Since we’re piling on tech platforms today in the wake of the Iowa Caucus meltdown, Vice has a new detailed breakdown of the most common scams on Airbnb.

Last October, Vice had a great exposé on a rampant bait-and-switch Airbnb scam wherein a renter agrees to one property, which has some manner of supposed crazy last-minute emergency, requiring them to take another property from the same host which then turns out to be some kind of bedbug-infested flophouse. Vice was apparently inundated with emails after publishing that post, which they’ve detailed in a follow-up post describing the most common Airbnb scams.

As The Verge notes, Airbnb promised to verify all of its listings in the wake of that report (though has not detailed in full how they expect to do this). But in the meanwhile, these scams continue to run amok on Airbnb.

Apartment Sadness via Craigslist

1. Multiple Hosts Listing the Same Property

Vice’s reporting found a nutty chain of similarities between properties listed by “Andrew and Becky,” “Kelsey and Jean,” and three other couples with different names. But this is clearly the same property! Yet it was listed at wildly different prices between $95-249 for the same nights.

2. Properties that Never Existed

Many of the scams Vice found fall under the heading “bait and switch,” offering something and then delivering something substantially shittier. In many cases, the first “good” property was a fictional construct all along, and the listing was jacked with stock photos, was someone else’s property, or something they swiped from an interior design publication.

via Zumper


3. Claiming the Plumbing Broke

Airbnb allows an “unavoidable circumstance” clause in cases of “unforeseen property damage, maintenance, and amenity issues.” The most common claim is plumbing problems, reported at which point you have no other options, and the host offers you some craptastic other location you’re forced to take out of desperation.

4. Double, Triple, and Quadruple-Booking

Sure, Airbnb does not allow hosts to double-book a property. But hosts can still book the same property on multiple other sites like VRBO and Booking.com, and once you arrive, there is little recourse.

5. Paying Outside the Airbnb App

Some hosts occasionally ask for payment through some medium other than the Airbnb app or platform. “It’s virtually always a prelude to something even sketchier,” Vice reports after reviewing nearly 1,000 emails.

via Zumper

6. Bogus Damage Charges

One Parisian renter tells Vice, “Owner of the unit called me and accused me of losing the key to the flat.

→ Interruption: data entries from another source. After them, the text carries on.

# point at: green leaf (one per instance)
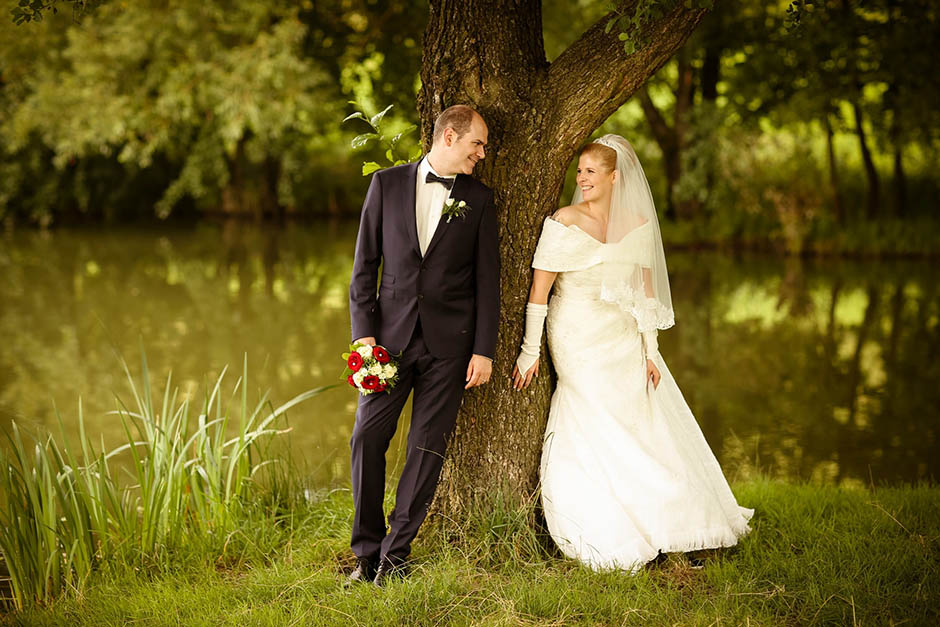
(353, 116)
(378, 116)
(361, 140)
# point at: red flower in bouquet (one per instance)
(381, 355)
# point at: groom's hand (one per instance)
(478, 371)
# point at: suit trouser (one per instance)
(438, 387)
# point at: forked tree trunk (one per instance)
(490, 55)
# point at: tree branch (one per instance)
(594, 76)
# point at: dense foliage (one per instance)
(764, 130)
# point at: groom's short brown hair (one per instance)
(458, 117)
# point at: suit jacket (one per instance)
(453, 289)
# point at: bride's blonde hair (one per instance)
(605, 154)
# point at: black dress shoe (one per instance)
(389, 570)
(363, 573)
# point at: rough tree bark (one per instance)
(490, 55)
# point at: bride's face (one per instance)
(595, 179)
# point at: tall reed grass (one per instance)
(64, 511)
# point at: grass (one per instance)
(816, 555)
(195, 480)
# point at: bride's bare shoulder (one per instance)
(568, 215)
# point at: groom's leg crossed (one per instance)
(376, 421)
(438, 388)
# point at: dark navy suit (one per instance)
(437, 310)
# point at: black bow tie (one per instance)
(433, 178)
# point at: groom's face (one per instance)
(469, 149)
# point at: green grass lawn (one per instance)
(816, 555)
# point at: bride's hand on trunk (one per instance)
(652, 372)
(520, 382)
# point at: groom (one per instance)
(432, 229)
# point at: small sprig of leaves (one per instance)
(796, 12)
(32, 10)
(630, 26)
(379, 134)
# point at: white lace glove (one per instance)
(532, 339)
(650, 344)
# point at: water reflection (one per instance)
(824, 370)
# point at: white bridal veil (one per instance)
(634, 265)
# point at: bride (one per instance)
(625, 471)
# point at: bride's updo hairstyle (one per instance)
(606, 155)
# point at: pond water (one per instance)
(823, 370)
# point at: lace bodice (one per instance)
(585, 267)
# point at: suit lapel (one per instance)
(456, 194)
(408, 203)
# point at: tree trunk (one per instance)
(837, 206)
(872, 199)
(668, 143)
(490, 55)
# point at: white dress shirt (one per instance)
(429, 201)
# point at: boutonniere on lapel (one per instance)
(454, 208)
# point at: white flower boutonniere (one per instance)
(454, 208)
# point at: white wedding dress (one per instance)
(625, 470)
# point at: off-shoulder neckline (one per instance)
(586, 234)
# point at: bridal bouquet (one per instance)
(370, 368)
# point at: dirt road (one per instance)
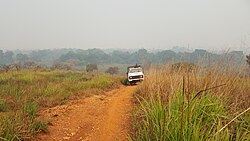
(97, 118)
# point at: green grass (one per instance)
(168, 110)
(24, 92)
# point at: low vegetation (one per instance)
(23, 93)
(205, 104)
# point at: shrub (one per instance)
(112, 70)
(91, 67)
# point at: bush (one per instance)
(91, 67)
(112, 70)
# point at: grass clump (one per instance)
(204, 105)
(24, 92)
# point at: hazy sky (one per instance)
(34, 24)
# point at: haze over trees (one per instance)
(68, 58)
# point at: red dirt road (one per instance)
(97, 118)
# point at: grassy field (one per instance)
(24, 93)
(193, 105)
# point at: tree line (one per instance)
(80, 57)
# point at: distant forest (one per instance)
(80, 57)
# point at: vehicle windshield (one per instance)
(135, 70)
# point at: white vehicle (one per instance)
(135, 74)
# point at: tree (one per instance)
(248, 59)
(22, 57)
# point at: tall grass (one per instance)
(192, 105)
(23, 93)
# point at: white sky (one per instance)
(209, 24)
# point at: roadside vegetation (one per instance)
(179, 102)
(23, 93)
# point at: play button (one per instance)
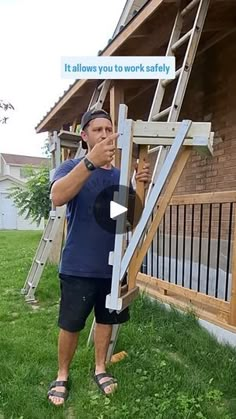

I told him I left it just where he told me to leave it, and that it should be there. He became belligerent and started yelling at me in French, which I did not understand.”

“About 2 hours after check out, he sent to me a text telling me I owed him $2,000.00 US dollars to re-key the door. Airbnb then messaged me to tell me that they were going to collect on that $2,000.00 and that I should make arrangements to pay same through my account,” the renter notes. The charge was eliminated, but fake damage is a common scheme.

7. Extorting Positive Reviews

Vice found some cases, hosts will “ask up-front for a five-star review no matter what the stay was really like.” Other hosts would screen your other reviews before renting, and not rent unless you’d agreed to leave no reviews.

8. Removing Negative Reviews

There are ways for hosts to remove your negative reviews, but Airbnb has the final say on that. Still, the host can game that system by submitting fake texts or other doctored evidence, and the company could rule in the host’s favor.

9. Stalling Your Refund

The Airbnb platform only allows a two-week window for leaving reviews, and if you’re trying to get a refund, that clock can run out on you. Vice also notes that “Guests are also unable to leave reviews if their stay was cancelled—even if it was cancelled because they arrived there, noted the house was actually, for instance, a trap house.”

10. Renter Scams

Renters can be con artists too! Generally they will smoke or break something and deny doing it, but the damage is done so the host cannot rent again without incurring repair costs and such.